Reducing small object false positives with high-resolution training / Hyperparameter Tuning #24589

cosminlovin7 · 2026-05-25T07:02:37Z

cosminlovin7
May 25, 2026

Setup & Training Configuration
I trained YOLOv9-S on a custom dataset with the following setup:

~20k training images at Full HD and 4K resolution, 3 classes
One class is a bit underrepresented (only ~1k images), but used as a counter-example to reduce confusion between classes - I don't need to detect it, just prevent the other two classes from being confused with it
imgsz = 1920
100 epochs
default hyperparameters (ex.: mosaic=1.0, lr0=0.01, lrf=0.01, mixup=0.0, cutmix=0.0, scale=0.5)

The training lasts for about ~24h on 2 GPUs (~10–12 min/epoch with per-epoch validation)

Results
Overall mAP@0.5:0.95 = 0.78 on the validation set, but there's a significant gap across object sizes:

AP_small: 0.3284
AP_medium: 0.7739
AP_large: 0.7593

Core Problem: High-confidence false positives on small objects

The high-resolution training (imgsz=1920) does improve recall on small objects, but it comes with a notable downside: a high number of false positives on small objects, many with confidence scores around ~0.75. This makes confidence threshold filtering ineffective (I use a confidence threshold of 0.7 as good predictions have around 0.7 - 0.95 confidence depending on object size).
My use case is object tracking (using TrackerNano from OpenCV), where the model output is used as the initial ROI. A false positive ROI leads directly to bad tracking, so precision on small objects is critical - even more than recall.

What I've already tried / considered

Careful annotation: bounding boxes are tightly fitted around objects
Pre-training cleanup: removed boxes with shortest side < 8px (at training resolution) and dropped images that had no boxes remaining after this step - not very sure whether this was the right call
SAHI: tested it, but performance was similar to full-HD training, and it introduced duplicate/unstable overlapping boxes for the same object, which hurts tracking
Hyperparameter tuning: considered it, but impractical given that a single full run takes ~24h and the documentation itself notes that short tuning runs rarely produce transferable results.

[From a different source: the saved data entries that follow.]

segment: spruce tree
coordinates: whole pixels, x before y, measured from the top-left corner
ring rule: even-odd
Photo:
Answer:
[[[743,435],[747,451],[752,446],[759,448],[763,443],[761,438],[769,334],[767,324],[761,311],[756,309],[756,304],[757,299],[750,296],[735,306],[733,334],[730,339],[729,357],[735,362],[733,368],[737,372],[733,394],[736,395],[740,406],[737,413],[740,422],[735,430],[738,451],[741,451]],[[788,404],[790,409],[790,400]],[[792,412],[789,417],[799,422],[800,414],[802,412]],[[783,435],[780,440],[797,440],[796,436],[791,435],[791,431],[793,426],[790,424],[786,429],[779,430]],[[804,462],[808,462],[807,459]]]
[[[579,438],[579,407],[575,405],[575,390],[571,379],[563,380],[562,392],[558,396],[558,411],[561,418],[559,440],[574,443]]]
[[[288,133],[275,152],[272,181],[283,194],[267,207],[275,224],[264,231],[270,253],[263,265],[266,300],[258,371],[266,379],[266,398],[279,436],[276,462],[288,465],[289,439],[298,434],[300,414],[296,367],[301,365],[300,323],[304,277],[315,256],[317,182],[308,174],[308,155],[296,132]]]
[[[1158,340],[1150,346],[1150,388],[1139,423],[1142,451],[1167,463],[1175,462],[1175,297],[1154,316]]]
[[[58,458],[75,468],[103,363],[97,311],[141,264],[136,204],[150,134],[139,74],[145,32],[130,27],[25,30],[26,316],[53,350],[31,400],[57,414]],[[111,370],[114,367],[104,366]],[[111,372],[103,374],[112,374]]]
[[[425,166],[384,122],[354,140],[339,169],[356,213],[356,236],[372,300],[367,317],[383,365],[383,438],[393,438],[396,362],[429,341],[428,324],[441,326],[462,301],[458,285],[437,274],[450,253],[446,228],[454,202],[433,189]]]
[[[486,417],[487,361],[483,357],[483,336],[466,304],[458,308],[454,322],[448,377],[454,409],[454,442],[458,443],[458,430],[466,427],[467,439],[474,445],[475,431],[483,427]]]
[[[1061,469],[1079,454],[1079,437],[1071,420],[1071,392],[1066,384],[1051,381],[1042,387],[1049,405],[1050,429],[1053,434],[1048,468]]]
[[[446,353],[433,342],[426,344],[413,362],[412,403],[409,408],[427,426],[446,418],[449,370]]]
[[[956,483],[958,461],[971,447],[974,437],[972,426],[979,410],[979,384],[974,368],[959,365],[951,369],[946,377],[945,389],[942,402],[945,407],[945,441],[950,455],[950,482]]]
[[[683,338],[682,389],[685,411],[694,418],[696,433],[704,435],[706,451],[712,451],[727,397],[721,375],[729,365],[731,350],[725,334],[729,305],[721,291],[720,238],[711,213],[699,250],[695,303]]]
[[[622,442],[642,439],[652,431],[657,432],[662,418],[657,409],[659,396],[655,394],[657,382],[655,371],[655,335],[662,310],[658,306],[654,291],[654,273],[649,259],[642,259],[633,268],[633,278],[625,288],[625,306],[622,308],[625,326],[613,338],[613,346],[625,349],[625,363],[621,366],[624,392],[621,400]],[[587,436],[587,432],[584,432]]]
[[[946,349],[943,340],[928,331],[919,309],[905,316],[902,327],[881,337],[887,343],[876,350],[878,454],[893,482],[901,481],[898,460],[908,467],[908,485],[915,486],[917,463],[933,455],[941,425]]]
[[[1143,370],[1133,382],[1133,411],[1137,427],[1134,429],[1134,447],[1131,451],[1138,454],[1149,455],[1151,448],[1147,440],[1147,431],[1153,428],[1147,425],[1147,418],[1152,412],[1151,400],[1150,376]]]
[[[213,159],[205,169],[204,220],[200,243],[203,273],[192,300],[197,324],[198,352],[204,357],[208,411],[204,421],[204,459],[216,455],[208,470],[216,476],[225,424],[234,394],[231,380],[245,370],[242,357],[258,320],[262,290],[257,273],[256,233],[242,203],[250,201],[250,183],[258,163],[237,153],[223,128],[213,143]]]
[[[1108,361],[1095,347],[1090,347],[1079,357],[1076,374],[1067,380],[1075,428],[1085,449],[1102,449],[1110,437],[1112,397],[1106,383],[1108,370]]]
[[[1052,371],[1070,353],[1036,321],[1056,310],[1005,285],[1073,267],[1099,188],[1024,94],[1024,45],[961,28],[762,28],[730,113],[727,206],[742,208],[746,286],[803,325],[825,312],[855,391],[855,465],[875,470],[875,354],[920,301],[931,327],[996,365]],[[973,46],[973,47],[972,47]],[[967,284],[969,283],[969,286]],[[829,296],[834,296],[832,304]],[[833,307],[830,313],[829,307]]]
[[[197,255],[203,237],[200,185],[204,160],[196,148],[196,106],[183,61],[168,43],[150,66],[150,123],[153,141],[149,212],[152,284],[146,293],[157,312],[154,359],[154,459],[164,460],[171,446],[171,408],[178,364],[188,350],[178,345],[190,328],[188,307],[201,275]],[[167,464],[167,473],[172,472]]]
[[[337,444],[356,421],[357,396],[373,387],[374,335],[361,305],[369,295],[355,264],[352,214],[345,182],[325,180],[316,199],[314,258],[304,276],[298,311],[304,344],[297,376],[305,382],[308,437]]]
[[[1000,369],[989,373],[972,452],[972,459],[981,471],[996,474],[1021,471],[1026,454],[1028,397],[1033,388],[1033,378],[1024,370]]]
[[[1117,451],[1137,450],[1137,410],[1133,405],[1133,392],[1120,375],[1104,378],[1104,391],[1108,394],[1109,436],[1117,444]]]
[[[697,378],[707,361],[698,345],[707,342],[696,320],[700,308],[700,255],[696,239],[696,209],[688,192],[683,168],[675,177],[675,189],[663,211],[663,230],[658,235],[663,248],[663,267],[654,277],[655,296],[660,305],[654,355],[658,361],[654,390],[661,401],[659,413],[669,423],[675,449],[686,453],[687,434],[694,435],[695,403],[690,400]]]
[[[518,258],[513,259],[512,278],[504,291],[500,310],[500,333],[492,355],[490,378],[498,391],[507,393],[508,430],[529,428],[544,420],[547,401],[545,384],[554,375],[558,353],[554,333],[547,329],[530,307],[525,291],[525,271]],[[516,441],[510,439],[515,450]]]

According to documentation: "Hyperparameters derived from short or small-scale tuning runs are rarely optimal for real-world training. In practice, tuning should be performed under settings similar to full training — including comparable datasets, epochs, and augmentations — to ensure reliable and transferable results. Quick tuning may bias parameters toward faster convergence or short-term validation gains that do not generalize."
YOLOv26-tiny: I have also tried yolov26, the tiny version, with the same training settings, but i got same problems

Questions

I have a couple of questions regarding what I could do:

Is removing boxes with shortest side < 8px before training a good practice, or should I leave them in? Ideally, I'd rather not detect anything below 8px and treat it as a known limitation, but I still want reliable predictions for objects in the 10–16px range.
Is mosaic=1.0 potentially harmful here? I suspect mosaic augmentation may introduce small artifact patches that the model learns to associate with my classes, contributing to false positives. Would reducing or disabling mosaic help?
My dataset consists of data collected from the internet and data collected by myself in a ratio of 50/50. I have tested using my camera setup. Can data collected from the internet be harmful to my camera settings? Should i focus more on using data from my camera settings?
Are there any other strategies to improve precision specifically for small objects, beyond what I've already tried?
Any suggestions for more robust tracking approaches that are less sensitive to an imperfect initial ROI, or that handle high-confidence false positives more gracefully? It's worth mentioning that my camera is not a static one, so it's placed on a moving object.
From your experience, which approach is better suited for object tracking? SAHI or high-resolution training?
Can it be problem that I use the pre-trained weights on COCO dataset at 640px to fine-tune at 1920px on my custom dataset?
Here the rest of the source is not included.